E coube a Lei de Introdução ao Código Civil, promulgada pela Lei 3.071, de 1º de janeiro de 1916, no seu §2º do art. 3º estipular o que venha a ser ato jurídico perfeito:

“Reputa-se ato jurídico perfeito o já consumado, segundo a lei vigente, ao tempo em que se efetuou.”

A atual Lei de Introdução ao Código Civil22, no §1º do art. 6º, define o ato jurídico perfeito, como sendo:

“Já consumado segundo a lei vigente ao tempo em que se efetuou”.

E para completar, o artigo 81 do Código Civil23, arremata:

“todo ato lícito, que tenha por fim imediato adquirir, resguardar, transferir, modificar ou extinguir direitos, se denomina ato jurídico.”

Portanto, o ato jurídico em comento consumou-se pelo transcurso do tempo e pela licitude dos elementos e requisitos existenciais.

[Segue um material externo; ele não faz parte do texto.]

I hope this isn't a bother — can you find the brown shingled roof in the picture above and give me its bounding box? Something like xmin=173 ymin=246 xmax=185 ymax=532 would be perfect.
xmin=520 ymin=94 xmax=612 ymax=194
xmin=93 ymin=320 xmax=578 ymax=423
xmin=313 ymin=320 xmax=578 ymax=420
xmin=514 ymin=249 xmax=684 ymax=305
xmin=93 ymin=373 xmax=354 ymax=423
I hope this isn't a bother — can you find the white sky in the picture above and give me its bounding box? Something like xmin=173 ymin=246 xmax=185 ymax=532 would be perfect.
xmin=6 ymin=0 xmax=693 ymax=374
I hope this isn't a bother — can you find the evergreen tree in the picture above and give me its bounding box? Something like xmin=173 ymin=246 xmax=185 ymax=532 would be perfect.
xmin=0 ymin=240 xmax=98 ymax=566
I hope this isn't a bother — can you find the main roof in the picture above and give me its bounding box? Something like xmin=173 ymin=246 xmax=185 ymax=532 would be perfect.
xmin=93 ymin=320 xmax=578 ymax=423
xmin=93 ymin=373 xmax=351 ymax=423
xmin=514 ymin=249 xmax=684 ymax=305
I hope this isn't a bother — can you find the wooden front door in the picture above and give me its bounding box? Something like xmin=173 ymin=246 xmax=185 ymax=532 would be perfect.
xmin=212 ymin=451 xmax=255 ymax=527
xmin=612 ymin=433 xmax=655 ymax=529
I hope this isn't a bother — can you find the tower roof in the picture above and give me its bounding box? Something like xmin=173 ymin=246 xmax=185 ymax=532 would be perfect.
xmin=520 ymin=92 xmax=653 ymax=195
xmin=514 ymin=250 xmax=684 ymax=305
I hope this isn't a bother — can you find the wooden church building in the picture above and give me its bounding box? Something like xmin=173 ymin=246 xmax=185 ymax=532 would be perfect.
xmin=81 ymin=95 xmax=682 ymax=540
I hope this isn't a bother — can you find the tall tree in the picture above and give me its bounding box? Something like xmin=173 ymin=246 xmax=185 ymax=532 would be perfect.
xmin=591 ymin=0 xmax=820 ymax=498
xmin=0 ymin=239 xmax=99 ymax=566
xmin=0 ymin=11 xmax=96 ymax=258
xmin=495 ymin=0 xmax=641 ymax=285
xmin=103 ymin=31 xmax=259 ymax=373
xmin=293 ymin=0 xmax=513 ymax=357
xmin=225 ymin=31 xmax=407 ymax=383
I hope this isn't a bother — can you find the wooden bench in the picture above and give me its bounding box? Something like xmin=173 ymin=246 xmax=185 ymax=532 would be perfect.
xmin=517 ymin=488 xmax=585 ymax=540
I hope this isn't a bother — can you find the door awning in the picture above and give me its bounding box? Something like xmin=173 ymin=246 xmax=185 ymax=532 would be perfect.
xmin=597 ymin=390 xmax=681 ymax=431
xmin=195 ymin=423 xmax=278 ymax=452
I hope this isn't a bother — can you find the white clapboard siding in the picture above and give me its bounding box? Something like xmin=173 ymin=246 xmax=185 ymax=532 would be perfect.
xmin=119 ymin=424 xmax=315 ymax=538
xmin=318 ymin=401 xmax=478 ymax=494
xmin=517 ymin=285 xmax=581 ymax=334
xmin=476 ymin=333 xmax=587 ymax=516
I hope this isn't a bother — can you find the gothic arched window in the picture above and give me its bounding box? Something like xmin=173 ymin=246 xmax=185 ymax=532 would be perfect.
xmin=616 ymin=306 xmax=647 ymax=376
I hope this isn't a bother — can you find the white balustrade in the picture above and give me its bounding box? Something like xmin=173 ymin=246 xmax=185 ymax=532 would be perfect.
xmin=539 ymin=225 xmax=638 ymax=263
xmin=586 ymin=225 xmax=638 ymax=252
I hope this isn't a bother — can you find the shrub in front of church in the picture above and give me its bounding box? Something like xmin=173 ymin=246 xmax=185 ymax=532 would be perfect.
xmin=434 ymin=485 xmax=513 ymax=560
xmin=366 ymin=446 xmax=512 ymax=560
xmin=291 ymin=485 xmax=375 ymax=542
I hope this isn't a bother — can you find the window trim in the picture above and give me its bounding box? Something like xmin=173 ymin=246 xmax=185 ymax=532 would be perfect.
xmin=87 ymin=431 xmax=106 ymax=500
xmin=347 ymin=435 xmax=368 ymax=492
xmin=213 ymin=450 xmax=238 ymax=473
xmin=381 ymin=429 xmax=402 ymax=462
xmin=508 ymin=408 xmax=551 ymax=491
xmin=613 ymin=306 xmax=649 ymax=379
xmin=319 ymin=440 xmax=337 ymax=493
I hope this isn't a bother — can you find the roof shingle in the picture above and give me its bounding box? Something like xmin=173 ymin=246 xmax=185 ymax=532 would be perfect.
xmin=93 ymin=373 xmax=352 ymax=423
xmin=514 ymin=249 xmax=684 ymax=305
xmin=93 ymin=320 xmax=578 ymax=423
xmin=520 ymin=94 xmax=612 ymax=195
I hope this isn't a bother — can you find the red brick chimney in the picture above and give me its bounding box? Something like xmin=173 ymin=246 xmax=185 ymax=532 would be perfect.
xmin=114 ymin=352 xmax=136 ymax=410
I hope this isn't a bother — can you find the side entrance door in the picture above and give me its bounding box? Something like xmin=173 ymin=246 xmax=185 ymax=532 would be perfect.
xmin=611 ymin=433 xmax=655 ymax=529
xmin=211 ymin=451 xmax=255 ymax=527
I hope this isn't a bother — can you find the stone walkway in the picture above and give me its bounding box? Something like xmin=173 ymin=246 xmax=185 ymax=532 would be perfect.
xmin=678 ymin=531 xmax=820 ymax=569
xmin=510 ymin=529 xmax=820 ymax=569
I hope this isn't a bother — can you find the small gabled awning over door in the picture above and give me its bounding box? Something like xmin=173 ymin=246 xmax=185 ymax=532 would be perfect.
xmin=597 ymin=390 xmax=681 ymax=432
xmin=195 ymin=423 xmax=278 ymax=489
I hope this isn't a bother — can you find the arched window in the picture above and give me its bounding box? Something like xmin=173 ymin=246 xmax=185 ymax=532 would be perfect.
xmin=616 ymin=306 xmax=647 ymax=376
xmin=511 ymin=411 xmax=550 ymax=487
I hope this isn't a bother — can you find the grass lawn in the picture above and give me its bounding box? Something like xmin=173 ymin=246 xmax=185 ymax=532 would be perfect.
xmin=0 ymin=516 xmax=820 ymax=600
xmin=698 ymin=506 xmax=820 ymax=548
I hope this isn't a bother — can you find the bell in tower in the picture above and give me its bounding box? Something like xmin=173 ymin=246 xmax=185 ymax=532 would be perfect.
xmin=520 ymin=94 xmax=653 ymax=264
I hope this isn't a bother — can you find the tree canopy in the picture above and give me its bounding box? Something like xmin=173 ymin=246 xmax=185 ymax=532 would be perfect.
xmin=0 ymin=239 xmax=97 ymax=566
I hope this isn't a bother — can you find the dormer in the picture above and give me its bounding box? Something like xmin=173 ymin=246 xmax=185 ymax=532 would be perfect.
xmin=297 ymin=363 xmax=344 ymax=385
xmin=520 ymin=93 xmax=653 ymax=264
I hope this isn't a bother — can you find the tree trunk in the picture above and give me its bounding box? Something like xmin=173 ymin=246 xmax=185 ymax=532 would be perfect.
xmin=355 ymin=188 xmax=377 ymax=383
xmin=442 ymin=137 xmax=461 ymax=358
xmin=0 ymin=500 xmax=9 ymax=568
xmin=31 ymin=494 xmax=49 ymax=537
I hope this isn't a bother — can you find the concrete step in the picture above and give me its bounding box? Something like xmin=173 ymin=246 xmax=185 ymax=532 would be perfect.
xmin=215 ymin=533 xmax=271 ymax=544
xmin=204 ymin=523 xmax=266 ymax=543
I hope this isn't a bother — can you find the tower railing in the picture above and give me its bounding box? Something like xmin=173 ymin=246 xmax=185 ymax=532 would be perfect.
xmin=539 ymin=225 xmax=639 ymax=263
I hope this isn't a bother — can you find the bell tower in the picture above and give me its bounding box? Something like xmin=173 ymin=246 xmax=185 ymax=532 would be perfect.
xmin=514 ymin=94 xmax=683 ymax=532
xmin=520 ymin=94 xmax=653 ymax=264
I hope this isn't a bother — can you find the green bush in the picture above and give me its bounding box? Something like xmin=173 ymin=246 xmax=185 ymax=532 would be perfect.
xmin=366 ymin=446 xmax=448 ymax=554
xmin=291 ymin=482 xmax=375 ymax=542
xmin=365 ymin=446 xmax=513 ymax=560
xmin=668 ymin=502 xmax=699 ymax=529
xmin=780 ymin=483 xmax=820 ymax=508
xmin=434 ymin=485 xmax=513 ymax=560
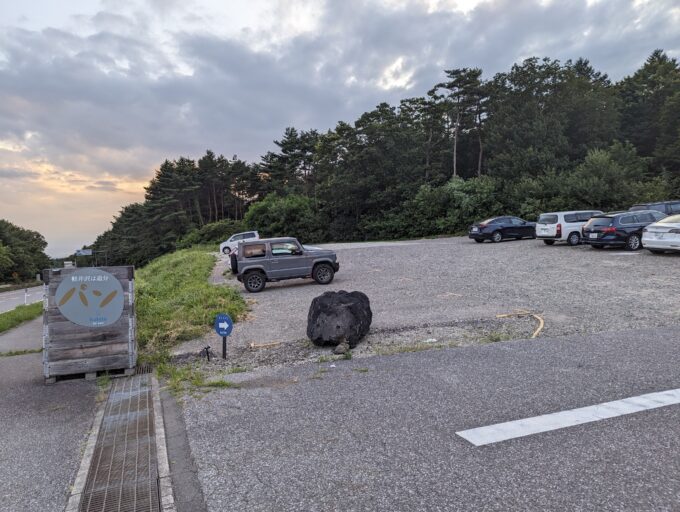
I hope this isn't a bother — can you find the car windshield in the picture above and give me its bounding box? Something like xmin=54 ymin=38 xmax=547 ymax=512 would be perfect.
xmin=659 ymin=215 xmax=680 ymax=224
xmin=538 ymin=213 xmax=557 ymax=224
xmin=588 ymin=217 xmax=613 ymax=226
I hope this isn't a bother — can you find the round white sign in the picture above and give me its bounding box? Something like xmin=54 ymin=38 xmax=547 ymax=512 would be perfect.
xmin=54 ymin=268 xmax=125 ymax=327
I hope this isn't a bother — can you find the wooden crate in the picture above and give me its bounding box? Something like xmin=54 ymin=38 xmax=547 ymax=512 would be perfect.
xmin=43 ymin=266 xmax=137 ymax=383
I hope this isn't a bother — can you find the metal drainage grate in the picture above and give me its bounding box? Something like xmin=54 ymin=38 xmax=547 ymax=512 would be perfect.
xmin=80 ymin=374 xmax=160 ymax=512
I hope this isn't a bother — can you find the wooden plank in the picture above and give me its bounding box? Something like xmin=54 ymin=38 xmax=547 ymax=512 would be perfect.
xmin=47 ymin=301 xmax=133 ymax=323
xmin=48 ymin=315 xmax=129 ymax=339
xmin=45 ymin=266 xmax=135 ymax=284
xmin=48 ymin=341 xmax=128 ymax=364
xmin=47 ymin=333 xmax=130 ymax=353
xmin=48 ymin=355 xmax=130 ymax=377
xmin=47 ymin=279 xmax=130 ymax=297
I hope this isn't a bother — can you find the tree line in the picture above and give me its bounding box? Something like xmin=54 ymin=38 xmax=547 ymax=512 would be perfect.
xmin=0 ymin=219 xmax=50 ymax=284
xmin=94 ymin=50 xmax=680 ymax=265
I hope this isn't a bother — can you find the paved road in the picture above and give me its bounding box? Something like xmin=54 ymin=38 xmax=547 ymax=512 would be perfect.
xmin=0 ymin=322 xmax=97 ymax=512
xmin=184 ymin=328 xmax=680 ymax=512
xmin=179 ymin=237 xmax=680 ymax=352
xmin=0 ymin=286 xmax=43 ymax=313
xmin=0 ymin=318 xmax=43 ymax=354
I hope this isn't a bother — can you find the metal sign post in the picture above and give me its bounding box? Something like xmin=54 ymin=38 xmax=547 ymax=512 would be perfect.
xmin=215 ymin=313 xmax=234 ymax=359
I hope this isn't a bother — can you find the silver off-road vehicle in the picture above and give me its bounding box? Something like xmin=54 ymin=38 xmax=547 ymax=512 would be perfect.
xmin=231 ymin=238 xmax=340 ymax=293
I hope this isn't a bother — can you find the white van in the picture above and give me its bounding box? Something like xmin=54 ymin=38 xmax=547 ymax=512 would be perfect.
xmin=220 ymin=231 xmax=260 ymax=256
xmin=536 ymin=210 xmax=603 ymax=245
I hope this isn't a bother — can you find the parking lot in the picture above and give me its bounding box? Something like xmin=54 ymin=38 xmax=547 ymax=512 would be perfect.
xmin=173 ymin=238 xmax=680 ymax=511
xmin=181 ymin=238 xmax=680 ymax=365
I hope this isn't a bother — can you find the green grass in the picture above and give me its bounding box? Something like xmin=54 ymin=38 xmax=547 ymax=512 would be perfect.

E na sua vetusta cátedra, Pontes de Miranda24 não teve dúvida em registrar que a regra que declare nula ou anule o comando legal inquinado, não poderá ter efeito retroativo, face ao suporte fático que regia ao tempo em que se deu a incidência da lei velha (tempus regit factum):

“Quanto às nulidades e às anulabilidades, convêm admitir-se que há efeitos de atos anuláveis e enquanto há a decretabilidade da anulação, pode ocorrer lei nova que a retire e, retirando-a, ficam incólumes os negócios jurídicos anuláveis que poderiam ter sido anulados, ou, pelo menos, a respeito dos quais poderia ter sido pedida a decretação da anulação. Mas a lei nova não pode ir ao passado, tornando deficiente o suporte fático que não era ao tempo em que se deu a incidência da lei velha (tempus regit factum)”.

21 “Os direitos e garantias individuais, mencionados e protegidos por vários instrumentos, enumerados no art. 5º da Constituição, dificilmente seriam objeto de proposta de emenda constitucional. Por parte de quem ? Com que finalidade”. (J. Cretella Junior, “Comentários à Constituição de 1988”, 2ª Edição, Forense Universitária, Tomo V, pág. 2728. 22 Decreto-Lei n. 4.657, 04.09.42. 23 Wolgran Junqueira Ferreira ao citar o artigo 81 do Código Civil, averbou: “temos aqui a definição legal do que seja o ato jurídico. Tem ele vários objetivos, ou, mais propriamente, cinco objetivos: a) adquirir, b) resguardar, c) transferir, d) modificar e, finalmente, e) extinguir direitos”. (“Direito e Garantias Individuais”, 1997, São Paulo, Edipro, pág. 131). 24 “Comentários à Constituição de 1967, com a emenda n. 1, de 1969”, Forense, Tomo V, 1987, Rio de Janeiro, pág. 69.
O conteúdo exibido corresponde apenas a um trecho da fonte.